Current random consumers:
| Consumer | Stream |
|---|---|
| Blob split angle jitter and distance | Child RNG of death sweep |
| Weapon crate offers | Parent world RNG directly |
range_f32 |
Unwired |
Risk. run_system forks even when a pass has no random work, and every event delivery wave forks again. Changes to pass/event counts perturb later crate offers and split streams even if the new code never rolls a random value.
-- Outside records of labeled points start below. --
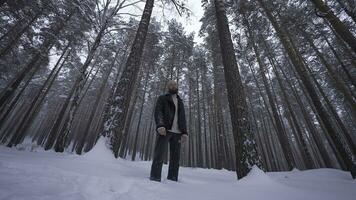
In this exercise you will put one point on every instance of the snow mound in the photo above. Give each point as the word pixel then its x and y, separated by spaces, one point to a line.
pixel 100 151
pixel 257 176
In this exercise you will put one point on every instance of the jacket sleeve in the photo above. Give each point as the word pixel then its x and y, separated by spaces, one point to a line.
pixel 184 121
pixel 159 115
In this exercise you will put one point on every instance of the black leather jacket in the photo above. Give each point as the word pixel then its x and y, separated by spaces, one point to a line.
pixel 165 110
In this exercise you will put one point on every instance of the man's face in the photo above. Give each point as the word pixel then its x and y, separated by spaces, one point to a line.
pixel 172 87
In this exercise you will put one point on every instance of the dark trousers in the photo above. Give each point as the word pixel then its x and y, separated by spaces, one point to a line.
pixel 160 153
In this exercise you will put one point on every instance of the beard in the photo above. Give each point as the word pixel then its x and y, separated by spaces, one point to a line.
pixel 173 90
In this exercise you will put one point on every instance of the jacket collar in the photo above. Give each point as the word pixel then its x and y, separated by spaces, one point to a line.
pixel 169 95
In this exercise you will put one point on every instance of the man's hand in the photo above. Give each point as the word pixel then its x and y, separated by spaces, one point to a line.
pixel 184 138
pixel 162 130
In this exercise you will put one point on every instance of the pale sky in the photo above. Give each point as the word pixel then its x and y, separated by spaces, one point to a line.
pixel 191 24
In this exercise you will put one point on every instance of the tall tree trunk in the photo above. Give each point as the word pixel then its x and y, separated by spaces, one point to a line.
pixel 282 135
pixel 335 22
pixel 124 91
pixel 300 68
pixel 245 146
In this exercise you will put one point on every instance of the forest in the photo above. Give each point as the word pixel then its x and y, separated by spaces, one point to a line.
pixel 271 83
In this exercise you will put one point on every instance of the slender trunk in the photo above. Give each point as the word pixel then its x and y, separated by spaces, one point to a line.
pixel 124 91
pixel 245 152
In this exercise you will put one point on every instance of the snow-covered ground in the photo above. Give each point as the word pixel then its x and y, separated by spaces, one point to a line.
pixel 98 176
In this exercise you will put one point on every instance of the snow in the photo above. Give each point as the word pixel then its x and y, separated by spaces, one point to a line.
pixel 37 174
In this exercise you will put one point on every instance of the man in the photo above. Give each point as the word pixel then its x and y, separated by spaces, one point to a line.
pixel 171 127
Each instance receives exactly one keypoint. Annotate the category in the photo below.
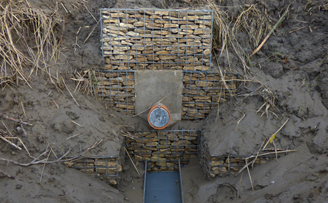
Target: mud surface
(290, 68)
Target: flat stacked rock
(156, 39)
(106, 168)
(226, 164)
(116, 89)
(203, 91)
(162, 149)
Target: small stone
(18, 186)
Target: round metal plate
(159, 117)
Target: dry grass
(28, 42)
(252, 19)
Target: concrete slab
(153, 85)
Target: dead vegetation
(252, 19)
(29, 42)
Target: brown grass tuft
(28, 42)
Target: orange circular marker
(159, 117)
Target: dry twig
(282, 18)
(132, 161)
(16, 120)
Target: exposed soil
(292, 66)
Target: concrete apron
(153, 85)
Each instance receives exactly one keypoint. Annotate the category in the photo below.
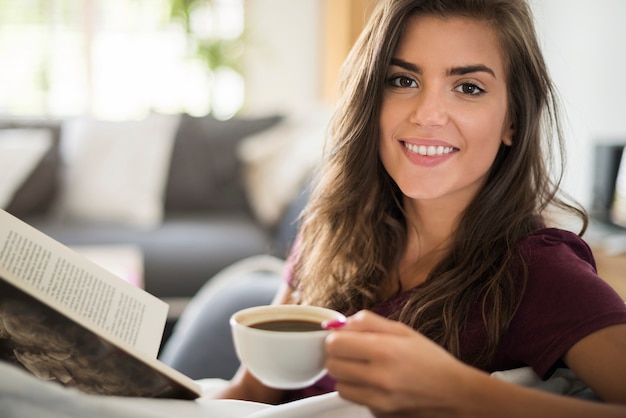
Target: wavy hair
(353, 230)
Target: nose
(429, 108)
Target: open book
(66, 319)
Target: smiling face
(444, 110)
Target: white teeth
(428, 151)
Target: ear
(507, 135)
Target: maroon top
(564, 301)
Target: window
(118, 59)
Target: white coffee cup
(282, 359)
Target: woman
(428, 225)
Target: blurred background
(118, 59)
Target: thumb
(367, 321)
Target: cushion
(35, 191)
(116, 170)
(279, 161)
(204, 172)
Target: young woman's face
(444, 111)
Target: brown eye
(470, 89)
(401, 82)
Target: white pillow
(278, 160)
(116, 171)
(20, 152)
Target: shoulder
(548, 250)
(564, 299)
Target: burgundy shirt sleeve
(565, 300)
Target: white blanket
(22, 395)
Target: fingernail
(333, 324)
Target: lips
(428, 154)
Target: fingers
(367, 321)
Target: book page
(48, 269)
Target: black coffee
(288, 325)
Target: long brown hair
(353, 230)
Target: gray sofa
(208, 223)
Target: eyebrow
(462, 70)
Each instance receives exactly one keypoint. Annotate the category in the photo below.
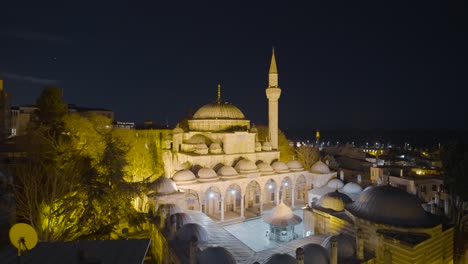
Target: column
(261, 203)
(222, 209)
(293, 194)
(242, 205)
(277, 196)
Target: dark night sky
(346, 64)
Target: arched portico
(285, 191)
(212, 203)
(252, 200)
(232, 202)
(270, 196)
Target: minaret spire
(273, 93)
(219, 94)
(273, 73)
(273, 68)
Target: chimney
(300, 255)
(334, 251)
(193, 247)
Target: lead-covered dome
(334, 200)
(280, 166)
(184, 177)
(215, 255)
(392, 206)
(207, 174)
(280, 258)
(346, 245)
(221, 110)
(186, 232)
(320, 168)
(352, 187)
(246, 166)
(295, 165)
(282, 216)
(163, 186)
(335, 184)
(265, 168)
(315, 254)
(227, 172)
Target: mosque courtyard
(253, 232)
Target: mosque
(218, 172)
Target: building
(224, 170)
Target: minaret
(273, 93)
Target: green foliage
(73, 186)
(51, 109)
(286, 151)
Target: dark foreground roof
(84, 251)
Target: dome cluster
(242, 167)
(390, 205)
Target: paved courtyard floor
(253, 232)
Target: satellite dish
(23, 237)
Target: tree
(455, 169)
(286, 150)
(51, 109)
(307, 156)
(72, 185)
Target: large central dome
(219, 110)
(219, 116)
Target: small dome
(186, 232)
(177, 130)
(198, 139)
(295, 165)
(390, 205)
(279, 258)
(179, 218)
(184, 176)
(334, 200)
(315, 254)
(352, 187)
(215, 148)
(258, 146)
(215, 255)
(282, 216)
(227, 172)
(163, 186)
(320, 168)
(220, 110)
(335, 184)
(168, 209)
(265, 168)
(267, 146)
(346, 245)
(201, 149)
(205, 174)
(280, 166)
(246, 166)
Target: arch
(285, 190)
(300, 192)
(252, 199)
(192, 200)
(211, 204)
(269, 197)
(232, 201)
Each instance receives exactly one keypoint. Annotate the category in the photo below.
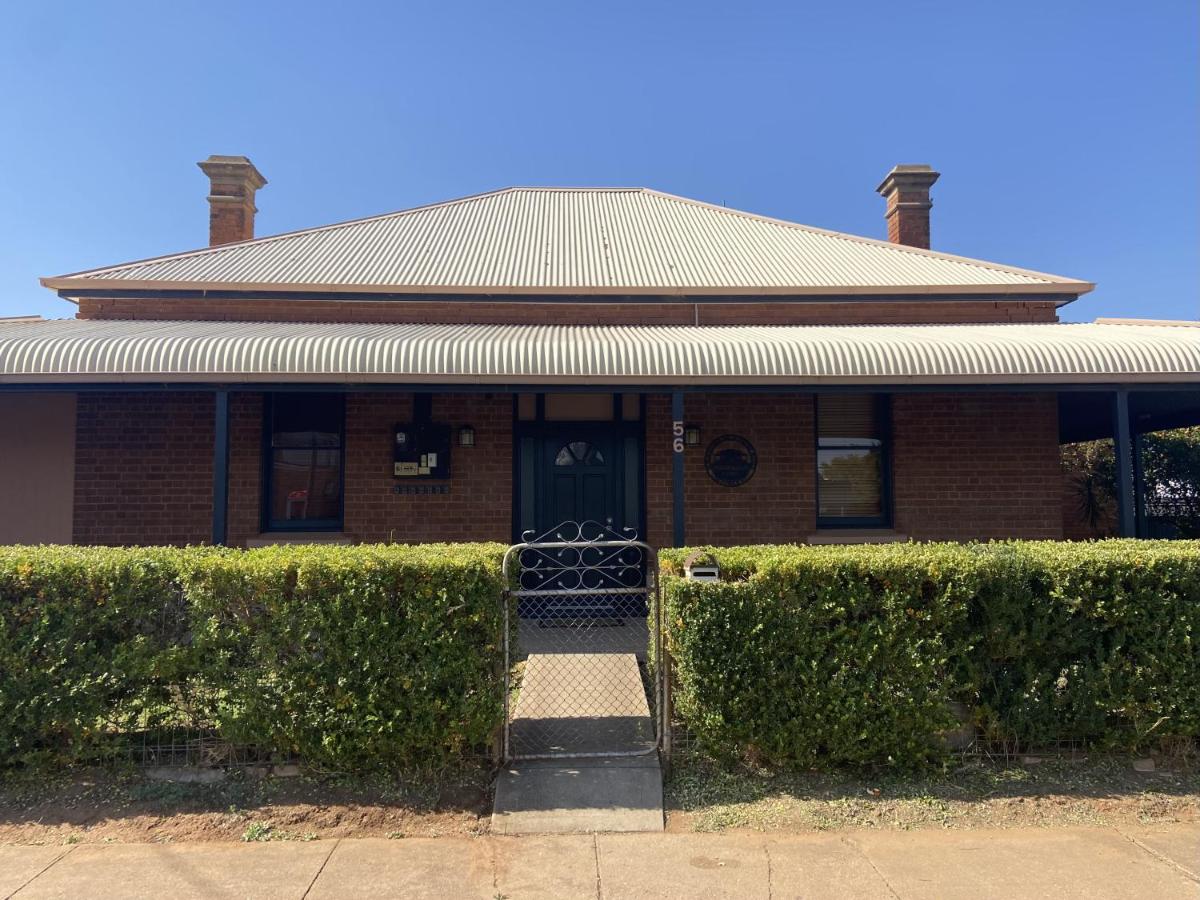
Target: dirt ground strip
(113, 807)
(106, 807)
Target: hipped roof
(569, 241)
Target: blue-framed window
(304, 462)
(853, 483)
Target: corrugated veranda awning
(267, 352)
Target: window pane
(306, 420)
(850, 481)
(579, 407)
(305, 460)
(527, 407)
(630, 407)
(306, 484)
(849, 419)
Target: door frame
(539, 430)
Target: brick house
(493, 365)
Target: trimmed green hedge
(851, 655)
(349, 657)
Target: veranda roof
(573, 241)
(76, 351)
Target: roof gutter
(75, 288)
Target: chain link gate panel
(582, 639)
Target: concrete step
(579, 796)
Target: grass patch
(703, 796)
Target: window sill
(274, 539)
(856, 535)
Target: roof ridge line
(870, 241)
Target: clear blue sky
(1067, 133)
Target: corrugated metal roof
(107, 351)
(571, 241)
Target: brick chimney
(906, 190)
(233, 181)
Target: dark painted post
(677, 448)
(1139, 489)
(220, 467)
(1122, 450)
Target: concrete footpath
(1158, 862)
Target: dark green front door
(579, 473)
(579, 477)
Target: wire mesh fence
(582, 645)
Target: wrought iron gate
(583, 645)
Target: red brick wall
(143, 468)
(479, 503)
(976, 466)
(965, 466)
(778, 505)
(853, 312)
(245, 467)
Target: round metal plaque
(731, 460)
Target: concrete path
(581, 703)
(1162, 863)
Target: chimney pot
(233, 181)
(906, 190)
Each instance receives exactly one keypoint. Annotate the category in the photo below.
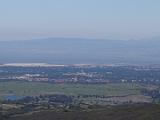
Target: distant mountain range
(81, 51)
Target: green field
(21, 88)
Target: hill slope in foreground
(127, 112)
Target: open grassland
(131, 112)
(21, 88)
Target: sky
(107, 19)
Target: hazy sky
(113, 19)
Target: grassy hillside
(128, 112)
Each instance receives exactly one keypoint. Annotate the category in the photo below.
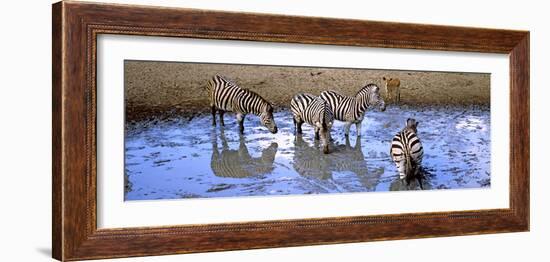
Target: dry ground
(158, 88)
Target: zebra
(352, 109)
(316, 112)
(406, 152)
(225, 95)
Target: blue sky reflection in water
(177, 158)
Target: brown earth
(160, 88)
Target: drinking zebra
(314, 111)
(225, 95)
(406, 151)
(352, 109)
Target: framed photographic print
(182, 130)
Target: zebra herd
(320, 112)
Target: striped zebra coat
(316, 112)
(406, 151)
(352, 109)
(226, 96)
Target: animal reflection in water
(238, 163)
(309, 161)
(421, 182)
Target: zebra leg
(221, 117)
(347, 127)
(298, 125)
(240, 120)
(316, 133)
(213, 115)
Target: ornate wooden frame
(76, 26)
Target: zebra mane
(225, 79)
(269, 107)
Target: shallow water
(188, 158)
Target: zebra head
(412, 124)
(369, 96)
(266, 117)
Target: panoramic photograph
(206, 130)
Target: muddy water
(188, 158)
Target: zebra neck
(255, 109)
(361, 104)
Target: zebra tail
(323, 115)
(409, 170)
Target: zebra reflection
(309, 161)
(238, 163)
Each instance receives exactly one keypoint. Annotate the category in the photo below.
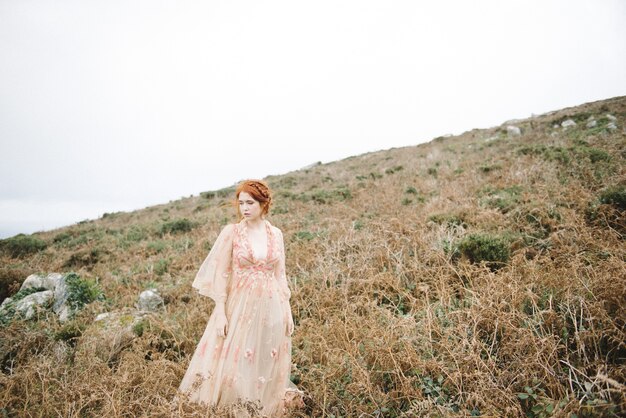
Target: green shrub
(176, 226)
(447, 219)
(503, 199)
(394, 169)
(81, 291)
(486, 168)
(615, 196)
(70, 332)
(161, 266)
(22, 245)
(156, 246)
(305, 235)
(493, 250)
(136, 233)
(84, 258)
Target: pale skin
(257, 236)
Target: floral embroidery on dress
(246, 285)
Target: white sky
(117, 105)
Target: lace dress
(253, 361)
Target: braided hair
(259, 190)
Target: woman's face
(249, 208)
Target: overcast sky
(117, 105)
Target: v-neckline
(249, 244)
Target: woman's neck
(255, 224)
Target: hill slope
(481, 274)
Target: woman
(245, 351)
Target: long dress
(252, 362)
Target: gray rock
(61, 293)
(110, 335)
(6, 301)
(513, 130)
(48, 282)
(28, 305)
(149, 300)
(568, 123)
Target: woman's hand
(221, 324)
(289, 325)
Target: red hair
(259, 190)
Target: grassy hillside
(477, 275)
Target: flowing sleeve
(279, 270)
(214, 274)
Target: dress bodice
(244, 258)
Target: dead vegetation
(478, 275)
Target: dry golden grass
(391, 321)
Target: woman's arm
(214, 274)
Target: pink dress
(253, 361)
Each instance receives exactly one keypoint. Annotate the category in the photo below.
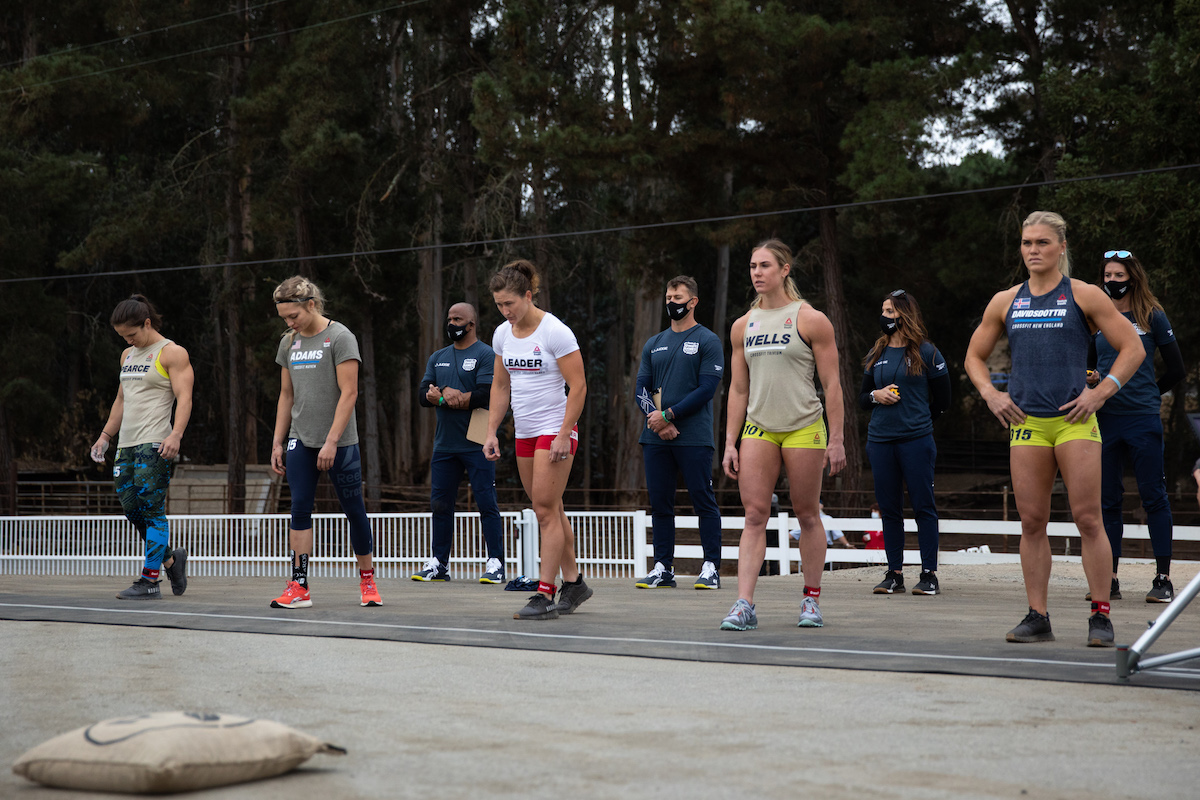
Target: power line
(209, 49)
(139, 35)
(597, 232)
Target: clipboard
(477, 431)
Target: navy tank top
(1048, 337)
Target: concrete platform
(637, 692)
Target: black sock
(300, 569)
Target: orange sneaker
(294, 596)
(370, 594)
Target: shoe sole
(299, 603)
(180, 587)
(733, 626)
(582, 600)
(551, 614)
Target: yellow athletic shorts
(1050, 431)
(811, 437)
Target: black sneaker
(927, 585)
(433, 570)
(892, 583)
(1114, 591)
(571, 596)
(539, 607)
(142, 589)
(1035, 627)
(1162, 591)
(1099, 631)
(178, 572)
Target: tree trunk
(835, 300)
(371, 414)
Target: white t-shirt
(538, 390)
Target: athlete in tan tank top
(791, 348)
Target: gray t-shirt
(312, 365)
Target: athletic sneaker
(810, 614)
(142, 589)
(1099, 631)
(178, 571)
(927, 585)
(493, 571)
(294, 596)
(571, 596)
(539, 607)
(369, 591)
(1114, 593)
(1035, 627)
(660, 577)
(708, 577)
(741, 618)
(892, 583)
(1162, 591)
(432, 571)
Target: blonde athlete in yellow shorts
(779, 347)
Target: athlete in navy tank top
(1050, 413)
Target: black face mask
(677, 311)
(1116, 289)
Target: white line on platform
(933, 656)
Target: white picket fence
(609, 543)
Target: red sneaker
(294, 596)
(370, 594)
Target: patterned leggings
(141, 476)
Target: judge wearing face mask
(905, 388)
(1131, 425)
(457, 380)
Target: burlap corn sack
(168, 751)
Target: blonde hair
(781, 253)
(1056, 223)
(519, 276)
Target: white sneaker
(708, 577)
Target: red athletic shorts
(526, 447)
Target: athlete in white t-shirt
(539, 371)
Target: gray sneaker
(539, 607)
(1099, 631)
(178, 571)
(1035, 627)
(571, 596)
(142, 589)
(708, 578)
(810, 614)
(741, 618)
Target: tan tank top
(783, 391)
(148, 396)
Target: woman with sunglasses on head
(1050, 411)
(1131, 420)
(780, 347)
(316, 432)
(905, 386)
(539, 370)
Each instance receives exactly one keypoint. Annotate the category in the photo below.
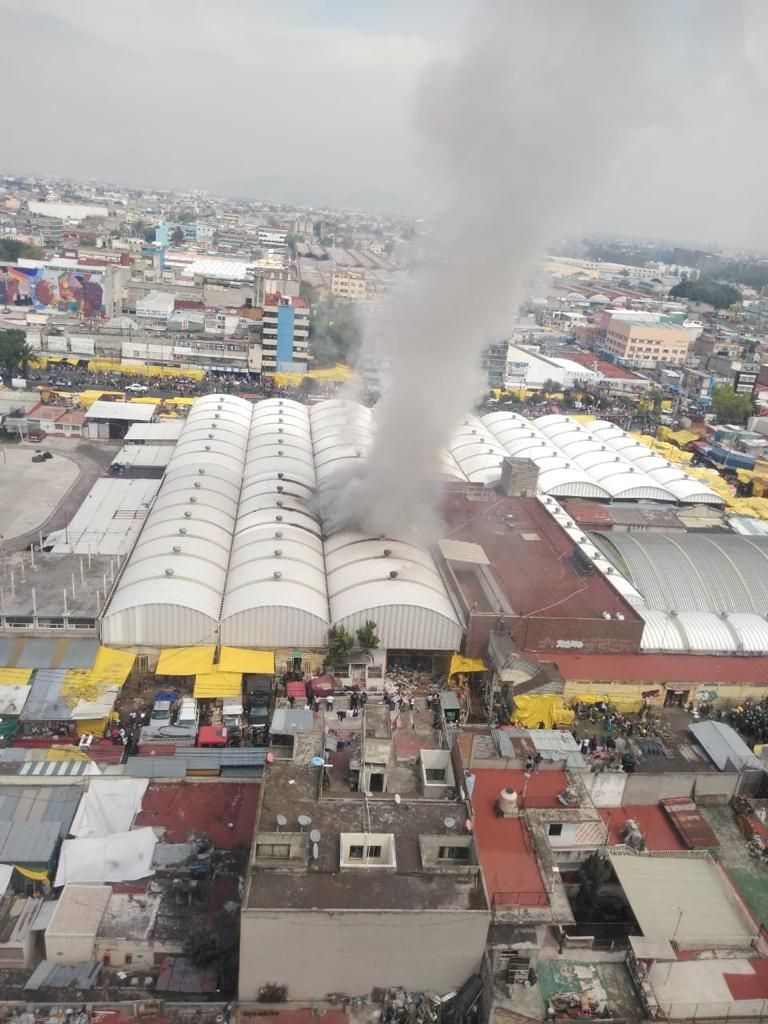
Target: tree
(12, 249)
(340, 643)
(367, 636)
(729, 406)
(14, 352)
(202, 948)
(593, 876)
(713, 293)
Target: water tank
(508, 803)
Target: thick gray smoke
(525, 126)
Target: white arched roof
(600, 460)
(170, 591)
(411, 608)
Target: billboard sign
(52, 290)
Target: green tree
(367, 636)
(730, 407)
(12, 249)
(594, 873)
(14, 352)
(340, 643)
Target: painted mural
(52, 289)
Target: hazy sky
(312, 100)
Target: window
(453, 853)
(276, 851)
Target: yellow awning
(218, 684)
(15, 677)
(185, 660)
(242, 659)
(113, 666)
(465, 665)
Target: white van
(188, 714)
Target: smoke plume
(525, 127)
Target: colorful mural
(52, 289)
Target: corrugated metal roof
(50, 975)
(28, 842)
(293, 720)
(724, 747)
(44, 702)
(40, 803)
(155, 768)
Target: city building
(645, 344)
(348, 284)
(285, 333)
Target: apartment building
(645, 344)
(285, 333)
(348, 285)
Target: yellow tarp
(530, 711)
(218, 684)
(29, 873)
(185, 660)
(620, 701)
(465, 665)
(113, 666)
(15, 677)
(66, 753)
(242, 659)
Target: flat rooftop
(529, 557)
(290, 788)
(671, 669)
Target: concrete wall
(70, 948)
(353, 951)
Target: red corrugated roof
(693, 669)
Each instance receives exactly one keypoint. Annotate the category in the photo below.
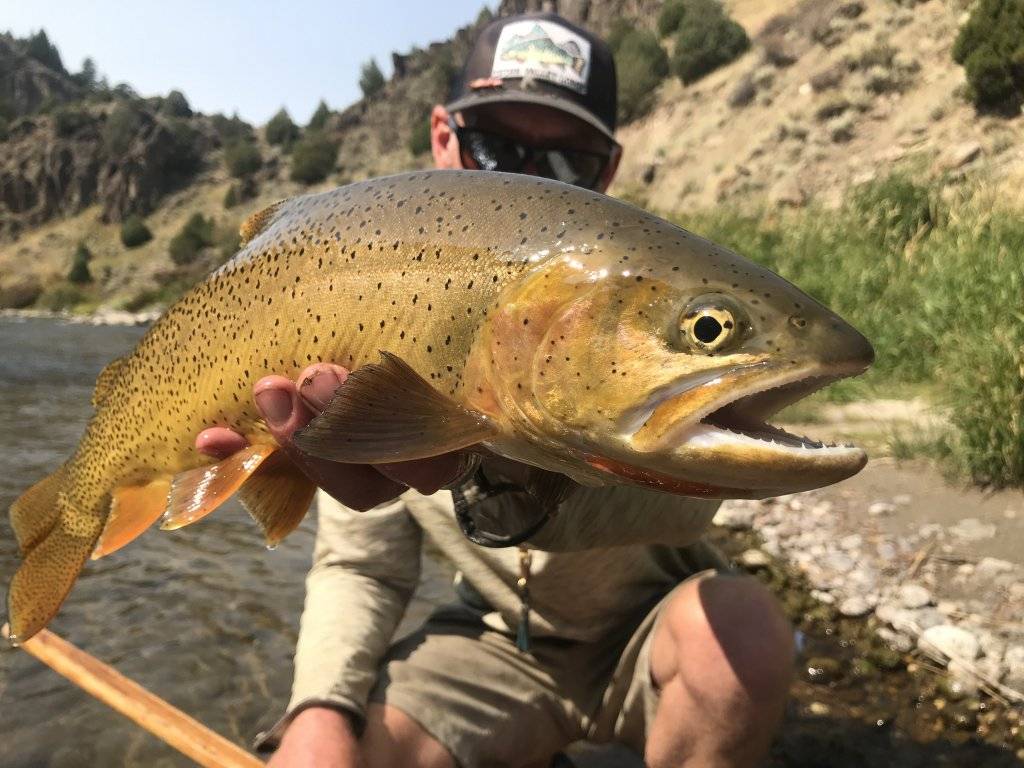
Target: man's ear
(443, 142)
(609, 170)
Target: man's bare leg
(392, 739)
(722, 657)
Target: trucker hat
(541, 58)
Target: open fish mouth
(745, 420)
(731, 411)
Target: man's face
(532, 125)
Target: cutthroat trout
(549, 324)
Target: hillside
(832, 93)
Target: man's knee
(722, 630)
(392, 739)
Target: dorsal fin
(257, 222)
(107, 379)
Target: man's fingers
(219, 442)
(318, 383)
(285, 412)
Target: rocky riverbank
(911, 644)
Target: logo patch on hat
(543, 50)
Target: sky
(227, 55)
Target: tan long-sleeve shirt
(606, 552)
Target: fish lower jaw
(710, 436)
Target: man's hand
(317, 736)
(288, 406)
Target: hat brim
(506, 95)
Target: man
(610, 625)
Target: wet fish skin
(539, 320)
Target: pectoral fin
(278, 497)
(199, 492)
(386, 412)
(133, 509)
(549, 488)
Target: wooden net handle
(168, 723)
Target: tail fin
(55, 540)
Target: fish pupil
(707, 330)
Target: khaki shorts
(492, 706)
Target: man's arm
(366, 567)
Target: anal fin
(133, 509)
(276, 496)
(199, 492)
(35, 513)
(387, 412)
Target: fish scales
(551, 324)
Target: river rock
(913, 596)
(964, 678)
(989, 567)
(854, 606)
(734, 516)
(754, 558)
(880, 509)
(950, 641)
(896, 640)
(973, 529)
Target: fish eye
(709, 325)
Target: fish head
(651, 356)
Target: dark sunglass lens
(493, 153)
(510, 515)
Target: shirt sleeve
(366, 568)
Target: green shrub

Risk. Deterministic RNG does not make all behavior order deterministic: tower loadout starts from HashMap iteration. Current unequal behavior priorities provide a stable poison-before-impact ordering, but equal-priority additions would need an explicit tie-break.
Sources: src/rng.rs, src/systems.rs, src/world.rs, src/enemies/behaviors.rs.
Verification gaps
There are no unit or integration tests for nearest-neighbor completeness, collision padding, out-of-bounds bucketing, zero-vector normalization, RNG sequences/fork isolation, split placement, or coordinate conversion. See IncompleteSystems.